Influence of CYP2C9 and COX-2 Genetic Polymorphisms on Clinical Efficacy of Non-Steroidal Anti-Inflammatory Drugs in Treatment of Ankylosing Spondylitis
- PMID: 28403136
- PMCID: PMC5398431
- DOI: 10.12659/msm.900271
Influence of CYP2C9 and COX-2 Genetic Polymorphisms on Clinical Efficacy of Non-Steroidal Anti-Inflammatory Drugs in Treatment of Ankylosing Spondylitis
Abstract
BACKGROUND The aim of this study was to evaluate the relationships of CYP2C9 and COX-2 genetic polymorphisms with therapeutic efficacy of non-steroidal anti-inflammatory drugs (NSAIDs) in treatment of ankylosing spondylitis (AS). MATERIAL AND METHODS We enrolled 130 AS inpatients and outpatients in the Arthritis and Rheumatism Department of Peking University First Hospital and 106 healthy people getting routine check-ups between September 2013 and July 2014. CYP2C9 and COX-2 genetic polymorphisms were detected by PCR-RFLP. All AS patients underwent medical treatment and 12-week follow-up treatment. Score differences of BASDAI, ASAS20, ASAS50, and ASAS70 for AS patients with different genotypes before and after treatment were compared. RESULTS In terms of COX-2-1290A/G and -1195G/A gene polymorphism genotype and allele frequency, the case group and control group were obviously different (all P<0.05), but CYP2C9*3 polymorphism genotype and allele frequency were not statistically different between the 2 groups (P>0.05).

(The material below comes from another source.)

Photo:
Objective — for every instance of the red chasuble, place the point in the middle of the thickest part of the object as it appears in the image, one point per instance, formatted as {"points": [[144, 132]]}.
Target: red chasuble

AS patients had improved BASDAI, ASAS20, ASAS50, and ASAS70 scores after they received NSAID treatment (all P<0.05). Furthermore, the efficacy of NSAID in treatment of AS and COX-2 gene -1290A/G and -1195G/A polymorphism were associated (all P<0.05), but it is not associated with CYP2C9 *3 polymorphism (all P>0.05). CONCLUSIONS COX-2-1290A/G and -1195G/A polymorphism may increase AS risk and they both can be considered as biological indicators for prediction of efficacy of NSAIDs in treatment of AS.
Conflict of interest statement
We declared that we have no competing interests.